Because of the ill-effects of inflation, cash actually loses value over time and most professional investors would want to at the very minimum keep their money in safe, liquid investments, like money market funds or Treasuries, to at least try and keep up with inflation.

But the volatility in markets has meant that there has been very few safe harbors of late, with U.S. Treasury yields spiking (yields rise when bond prices fall), penalizing bondholders, and equities hammered by everything from tightening monetary policy to a potential Russian invasion of Ukraine.

Nonetheless, as idle as cash is, a Bank of America survey of fund managers with a combined US$1 trillion in assets found that average cash holdings among professional investors soared to 5.3% this month, up from just 5% in January and the highest level of cash stockpiling since May 2020, in the early days of the pandemic.

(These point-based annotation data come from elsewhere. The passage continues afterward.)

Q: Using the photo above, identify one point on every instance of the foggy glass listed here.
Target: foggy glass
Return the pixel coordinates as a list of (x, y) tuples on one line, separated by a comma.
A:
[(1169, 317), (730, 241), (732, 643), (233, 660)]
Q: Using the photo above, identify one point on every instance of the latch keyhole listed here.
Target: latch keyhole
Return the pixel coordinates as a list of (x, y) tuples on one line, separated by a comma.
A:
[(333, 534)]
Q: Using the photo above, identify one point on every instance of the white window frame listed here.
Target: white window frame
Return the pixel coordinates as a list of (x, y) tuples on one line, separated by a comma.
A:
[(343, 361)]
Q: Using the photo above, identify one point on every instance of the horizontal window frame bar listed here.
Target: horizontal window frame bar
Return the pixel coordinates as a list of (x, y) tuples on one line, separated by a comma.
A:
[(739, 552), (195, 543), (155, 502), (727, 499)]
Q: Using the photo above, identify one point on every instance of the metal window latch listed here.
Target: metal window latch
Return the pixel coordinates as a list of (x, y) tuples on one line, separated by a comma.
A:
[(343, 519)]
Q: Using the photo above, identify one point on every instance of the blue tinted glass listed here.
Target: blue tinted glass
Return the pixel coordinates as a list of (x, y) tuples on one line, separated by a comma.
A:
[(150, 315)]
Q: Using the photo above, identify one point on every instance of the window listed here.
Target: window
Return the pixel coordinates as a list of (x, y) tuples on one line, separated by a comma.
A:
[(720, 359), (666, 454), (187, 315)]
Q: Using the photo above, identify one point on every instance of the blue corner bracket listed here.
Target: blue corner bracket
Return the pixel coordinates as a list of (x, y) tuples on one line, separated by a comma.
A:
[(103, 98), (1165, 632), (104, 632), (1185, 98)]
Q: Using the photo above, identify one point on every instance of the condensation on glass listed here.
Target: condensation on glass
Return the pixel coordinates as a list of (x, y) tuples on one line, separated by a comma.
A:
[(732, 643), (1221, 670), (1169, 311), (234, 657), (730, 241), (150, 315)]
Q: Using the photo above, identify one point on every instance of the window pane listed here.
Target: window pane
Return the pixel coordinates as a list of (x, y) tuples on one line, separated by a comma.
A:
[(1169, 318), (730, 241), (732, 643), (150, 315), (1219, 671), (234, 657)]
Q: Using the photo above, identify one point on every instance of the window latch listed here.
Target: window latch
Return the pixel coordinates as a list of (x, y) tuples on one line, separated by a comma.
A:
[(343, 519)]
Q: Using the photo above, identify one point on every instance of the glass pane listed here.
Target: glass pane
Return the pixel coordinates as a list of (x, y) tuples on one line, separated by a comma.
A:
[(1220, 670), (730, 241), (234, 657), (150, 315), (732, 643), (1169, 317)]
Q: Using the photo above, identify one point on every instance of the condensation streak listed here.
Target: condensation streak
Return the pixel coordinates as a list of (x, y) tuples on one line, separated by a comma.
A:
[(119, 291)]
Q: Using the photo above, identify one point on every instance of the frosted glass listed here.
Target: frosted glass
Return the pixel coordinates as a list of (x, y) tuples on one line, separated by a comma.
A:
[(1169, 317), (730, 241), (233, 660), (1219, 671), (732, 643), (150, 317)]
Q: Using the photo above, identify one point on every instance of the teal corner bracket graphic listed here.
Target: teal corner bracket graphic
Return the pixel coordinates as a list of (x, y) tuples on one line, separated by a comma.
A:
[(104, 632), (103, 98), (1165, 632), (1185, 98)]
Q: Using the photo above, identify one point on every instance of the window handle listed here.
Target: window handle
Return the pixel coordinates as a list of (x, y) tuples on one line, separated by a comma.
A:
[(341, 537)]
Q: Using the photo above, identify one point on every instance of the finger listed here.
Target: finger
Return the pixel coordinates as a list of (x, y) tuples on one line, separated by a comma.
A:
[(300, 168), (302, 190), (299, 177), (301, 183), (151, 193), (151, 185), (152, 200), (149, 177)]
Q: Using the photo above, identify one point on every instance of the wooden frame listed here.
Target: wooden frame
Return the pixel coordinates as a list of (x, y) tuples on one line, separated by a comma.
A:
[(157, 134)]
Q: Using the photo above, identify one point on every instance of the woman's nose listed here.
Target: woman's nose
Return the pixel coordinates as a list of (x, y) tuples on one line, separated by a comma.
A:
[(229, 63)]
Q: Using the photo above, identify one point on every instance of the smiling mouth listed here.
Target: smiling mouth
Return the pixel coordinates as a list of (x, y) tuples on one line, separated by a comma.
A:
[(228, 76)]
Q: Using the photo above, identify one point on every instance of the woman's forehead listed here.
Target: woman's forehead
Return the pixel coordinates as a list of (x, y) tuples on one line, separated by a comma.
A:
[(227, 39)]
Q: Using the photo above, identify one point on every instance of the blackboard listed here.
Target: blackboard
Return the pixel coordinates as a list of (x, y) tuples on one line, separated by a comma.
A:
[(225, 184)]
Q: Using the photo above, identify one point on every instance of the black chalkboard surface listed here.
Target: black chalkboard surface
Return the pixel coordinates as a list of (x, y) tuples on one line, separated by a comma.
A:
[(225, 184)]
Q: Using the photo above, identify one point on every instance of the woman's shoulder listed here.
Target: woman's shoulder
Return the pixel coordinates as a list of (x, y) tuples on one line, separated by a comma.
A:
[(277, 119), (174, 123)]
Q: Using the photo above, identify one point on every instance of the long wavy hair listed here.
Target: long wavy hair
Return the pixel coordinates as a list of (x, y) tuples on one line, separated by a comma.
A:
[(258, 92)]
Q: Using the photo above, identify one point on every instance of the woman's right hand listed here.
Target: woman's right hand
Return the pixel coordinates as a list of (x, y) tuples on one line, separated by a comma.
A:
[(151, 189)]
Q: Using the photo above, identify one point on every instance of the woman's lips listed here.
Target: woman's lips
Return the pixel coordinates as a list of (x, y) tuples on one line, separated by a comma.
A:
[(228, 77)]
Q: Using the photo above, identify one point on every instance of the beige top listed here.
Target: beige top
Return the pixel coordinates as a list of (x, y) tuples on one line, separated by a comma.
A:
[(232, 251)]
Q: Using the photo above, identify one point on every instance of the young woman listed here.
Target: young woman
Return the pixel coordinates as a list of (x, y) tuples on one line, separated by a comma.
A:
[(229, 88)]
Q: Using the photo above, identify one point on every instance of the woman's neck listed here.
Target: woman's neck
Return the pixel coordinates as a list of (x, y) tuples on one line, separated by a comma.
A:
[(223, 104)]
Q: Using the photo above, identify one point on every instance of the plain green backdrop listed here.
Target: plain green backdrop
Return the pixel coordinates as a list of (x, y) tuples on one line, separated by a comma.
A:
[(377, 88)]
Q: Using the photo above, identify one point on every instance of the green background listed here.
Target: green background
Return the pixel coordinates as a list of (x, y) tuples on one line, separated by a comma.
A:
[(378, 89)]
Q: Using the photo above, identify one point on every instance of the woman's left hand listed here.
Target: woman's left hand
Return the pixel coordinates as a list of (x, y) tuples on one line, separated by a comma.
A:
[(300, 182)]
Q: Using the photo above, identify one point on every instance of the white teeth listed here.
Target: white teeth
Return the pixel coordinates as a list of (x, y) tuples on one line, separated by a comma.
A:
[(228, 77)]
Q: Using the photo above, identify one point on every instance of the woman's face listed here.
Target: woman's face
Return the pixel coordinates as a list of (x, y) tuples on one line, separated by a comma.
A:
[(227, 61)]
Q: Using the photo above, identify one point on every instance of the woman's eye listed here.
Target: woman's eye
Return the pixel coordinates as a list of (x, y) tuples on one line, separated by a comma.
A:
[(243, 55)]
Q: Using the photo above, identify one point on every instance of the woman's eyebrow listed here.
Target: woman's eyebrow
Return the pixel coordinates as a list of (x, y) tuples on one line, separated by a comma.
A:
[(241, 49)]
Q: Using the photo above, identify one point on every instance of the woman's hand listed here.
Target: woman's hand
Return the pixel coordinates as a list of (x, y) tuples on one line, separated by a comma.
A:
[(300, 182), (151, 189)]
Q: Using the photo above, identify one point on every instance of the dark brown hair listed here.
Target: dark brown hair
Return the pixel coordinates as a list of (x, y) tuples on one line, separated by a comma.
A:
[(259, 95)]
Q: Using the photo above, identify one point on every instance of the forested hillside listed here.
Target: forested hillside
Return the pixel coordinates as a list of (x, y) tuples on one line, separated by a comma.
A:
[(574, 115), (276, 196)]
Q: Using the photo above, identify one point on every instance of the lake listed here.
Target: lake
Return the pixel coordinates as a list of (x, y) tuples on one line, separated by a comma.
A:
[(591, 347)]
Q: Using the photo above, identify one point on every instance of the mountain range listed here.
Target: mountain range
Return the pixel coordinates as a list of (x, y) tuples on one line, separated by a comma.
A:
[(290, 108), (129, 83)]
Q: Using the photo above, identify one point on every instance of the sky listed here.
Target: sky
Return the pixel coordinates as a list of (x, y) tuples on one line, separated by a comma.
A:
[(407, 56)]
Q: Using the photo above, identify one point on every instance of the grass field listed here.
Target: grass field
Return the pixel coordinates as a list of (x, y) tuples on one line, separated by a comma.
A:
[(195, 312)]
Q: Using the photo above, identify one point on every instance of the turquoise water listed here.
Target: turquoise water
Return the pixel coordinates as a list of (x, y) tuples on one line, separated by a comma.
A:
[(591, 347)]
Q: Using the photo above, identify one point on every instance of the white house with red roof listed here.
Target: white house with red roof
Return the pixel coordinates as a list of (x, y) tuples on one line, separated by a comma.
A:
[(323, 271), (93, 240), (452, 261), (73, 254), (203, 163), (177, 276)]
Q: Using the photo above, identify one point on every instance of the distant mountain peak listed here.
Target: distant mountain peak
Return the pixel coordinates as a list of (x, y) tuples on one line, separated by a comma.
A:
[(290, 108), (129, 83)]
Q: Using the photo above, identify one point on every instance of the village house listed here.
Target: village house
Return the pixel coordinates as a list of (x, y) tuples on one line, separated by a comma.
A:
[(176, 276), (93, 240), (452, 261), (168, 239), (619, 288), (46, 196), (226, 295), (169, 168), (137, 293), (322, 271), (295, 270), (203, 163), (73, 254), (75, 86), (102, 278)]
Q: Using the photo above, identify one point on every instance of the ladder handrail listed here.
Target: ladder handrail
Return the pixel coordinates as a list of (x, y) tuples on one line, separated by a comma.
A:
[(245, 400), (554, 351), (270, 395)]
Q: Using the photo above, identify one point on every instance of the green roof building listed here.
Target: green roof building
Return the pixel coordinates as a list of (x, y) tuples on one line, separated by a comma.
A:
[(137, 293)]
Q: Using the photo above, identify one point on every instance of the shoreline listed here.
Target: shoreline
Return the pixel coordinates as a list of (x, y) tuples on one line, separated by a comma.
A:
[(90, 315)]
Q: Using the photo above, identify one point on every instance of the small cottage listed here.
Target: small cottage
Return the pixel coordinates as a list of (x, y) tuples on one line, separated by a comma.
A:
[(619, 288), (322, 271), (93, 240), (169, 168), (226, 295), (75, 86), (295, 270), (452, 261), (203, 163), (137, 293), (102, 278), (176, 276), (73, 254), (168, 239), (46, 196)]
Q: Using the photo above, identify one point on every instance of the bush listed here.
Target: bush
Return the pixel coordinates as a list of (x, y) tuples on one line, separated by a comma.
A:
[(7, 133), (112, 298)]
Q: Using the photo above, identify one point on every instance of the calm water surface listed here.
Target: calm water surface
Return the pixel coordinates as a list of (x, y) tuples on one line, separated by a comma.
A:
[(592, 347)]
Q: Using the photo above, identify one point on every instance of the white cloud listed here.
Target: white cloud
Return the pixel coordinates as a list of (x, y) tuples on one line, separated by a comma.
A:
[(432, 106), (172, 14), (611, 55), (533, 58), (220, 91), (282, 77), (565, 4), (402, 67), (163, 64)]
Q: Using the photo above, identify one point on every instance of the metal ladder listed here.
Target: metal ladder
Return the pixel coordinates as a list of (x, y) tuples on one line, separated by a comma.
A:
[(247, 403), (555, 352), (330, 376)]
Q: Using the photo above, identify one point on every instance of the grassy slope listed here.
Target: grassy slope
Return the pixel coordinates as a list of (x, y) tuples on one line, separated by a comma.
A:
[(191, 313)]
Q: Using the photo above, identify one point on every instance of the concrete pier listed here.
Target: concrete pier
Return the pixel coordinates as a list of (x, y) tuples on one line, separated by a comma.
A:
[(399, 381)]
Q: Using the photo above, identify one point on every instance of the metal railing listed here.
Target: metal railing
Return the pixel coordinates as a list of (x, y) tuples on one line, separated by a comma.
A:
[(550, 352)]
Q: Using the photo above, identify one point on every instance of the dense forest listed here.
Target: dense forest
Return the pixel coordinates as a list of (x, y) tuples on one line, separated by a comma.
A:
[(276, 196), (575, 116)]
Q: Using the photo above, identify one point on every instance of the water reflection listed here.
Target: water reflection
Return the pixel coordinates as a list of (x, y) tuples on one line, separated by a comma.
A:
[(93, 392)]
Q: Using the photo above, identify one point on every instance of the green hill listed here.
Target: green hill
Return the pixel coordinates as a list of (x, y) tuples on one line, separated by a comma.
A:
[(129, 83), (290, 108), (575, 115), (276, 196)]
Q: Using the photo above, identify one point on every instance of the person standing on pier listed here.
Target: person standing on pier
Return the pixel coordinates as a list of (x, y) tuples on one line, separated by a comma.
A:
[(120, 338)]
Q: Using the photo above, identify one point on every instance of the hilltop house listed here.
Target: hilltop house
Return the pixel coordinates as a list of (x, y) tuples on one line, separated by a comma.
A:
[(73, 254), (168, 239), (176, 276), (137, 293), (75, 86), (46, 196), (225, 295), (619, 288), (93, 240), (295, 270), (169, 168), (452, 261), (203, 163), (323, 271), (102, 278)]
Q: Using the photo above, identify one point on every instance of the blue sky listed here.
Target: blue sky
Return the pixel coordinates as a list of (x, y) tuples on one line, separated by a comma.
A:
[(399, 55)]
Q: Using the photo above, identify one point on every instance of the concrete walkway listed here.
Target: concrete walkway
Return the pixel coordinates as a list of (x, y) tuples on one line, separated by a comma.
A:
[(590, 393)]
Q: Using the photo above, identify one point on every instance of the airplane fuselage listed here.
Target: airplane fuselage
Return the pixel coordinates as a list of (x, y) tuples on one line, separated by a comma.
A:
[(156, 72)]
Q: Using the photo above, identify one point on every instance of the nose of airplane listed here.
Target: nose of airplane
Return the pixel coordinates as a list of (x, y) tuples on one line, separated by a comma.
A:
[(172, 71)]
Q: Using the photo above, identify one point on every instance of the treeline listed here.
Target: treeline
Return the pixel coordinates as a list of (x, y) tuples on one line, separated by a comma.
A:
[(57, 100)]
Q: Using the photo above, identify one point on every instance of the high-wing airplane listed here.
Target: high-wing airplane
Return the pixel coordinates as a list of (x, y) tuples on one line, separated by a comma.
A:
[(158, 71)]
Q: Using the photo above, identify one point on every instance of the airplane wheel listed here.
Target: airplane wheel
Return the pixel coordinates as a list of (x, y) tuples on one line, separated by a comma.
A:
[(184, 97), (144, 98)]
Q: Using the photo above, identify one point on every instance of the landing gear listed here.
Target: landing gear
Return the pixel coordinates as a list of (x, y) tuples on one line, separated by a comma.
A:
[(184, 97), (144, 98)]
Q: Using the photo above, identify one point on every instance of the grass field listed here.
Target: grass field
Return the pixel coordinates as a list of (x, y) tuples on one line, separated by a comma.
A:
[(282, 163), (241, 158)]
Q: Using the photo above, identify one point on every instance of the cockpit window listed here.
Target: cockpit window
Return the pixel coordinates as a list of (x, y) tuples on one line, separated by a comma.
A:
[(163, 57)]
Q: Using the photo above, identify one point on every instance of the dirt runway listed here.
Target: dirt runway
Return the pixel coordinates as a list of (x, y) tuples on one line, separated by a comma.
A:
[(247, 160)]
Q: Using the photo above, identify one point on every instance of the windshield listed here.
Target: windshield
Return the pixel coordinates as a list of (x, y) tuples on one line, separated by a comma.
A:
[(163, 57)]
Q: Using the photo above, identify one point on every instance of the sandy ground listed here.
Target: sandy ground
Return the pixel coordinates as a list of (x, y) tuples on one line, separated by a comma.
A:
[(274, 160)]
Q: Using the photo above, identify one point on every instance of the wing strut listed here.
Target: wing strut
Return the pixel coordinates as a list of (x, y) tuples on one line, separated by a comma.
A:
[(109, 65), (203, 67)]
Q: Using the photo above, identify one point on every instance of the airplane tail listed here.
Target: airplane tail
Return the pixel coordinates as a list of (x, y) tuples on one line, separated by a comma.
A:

That shift into cash comes against a backdrop of equities hammered by the prospect of central bank policy tightening – the MSCI World index that tracks global stocks is down almost 6% since the beginning of this year, while Bloomberg’s government and corporate bond tracker has slipped 3.5% over the same period.

Given the lack of “safe” havens, more professional investors are choosing to stay in cash instead.

Investors currently receive next to nothing from the cash stashed in U.S. money market funds, whereas these products provided yield of over 2% as recently as 2019.

Rising cash allocations however should not be misinterpreted for an endorsement of stuffing your money into your mattress.

Instead, higher cash hordes are emblematic of investors uncertain over the prognosis of the path forward.

Given that equity and bond prices could both move lower and in unison should another interest rate led selloff occur, the “smart” money is understandably keeping plenty of dry powder available, ready for deployment, once things become clearer.

When exactly that is however, is less certain.

The U.S. Federal Reserve has seemed of late to be inclined towards a policy of strategic ambiguity under the guise of “nimbleness.”

And everything from potential Eastern European conflict to traders pricing in slower growth have meant that whereas the Fed of the past could dot plot with some degree of certainty, things are far from set in stone in the current epoch.

Against this backdrop, holding on to more cash may not just be prudent, it may be prescient.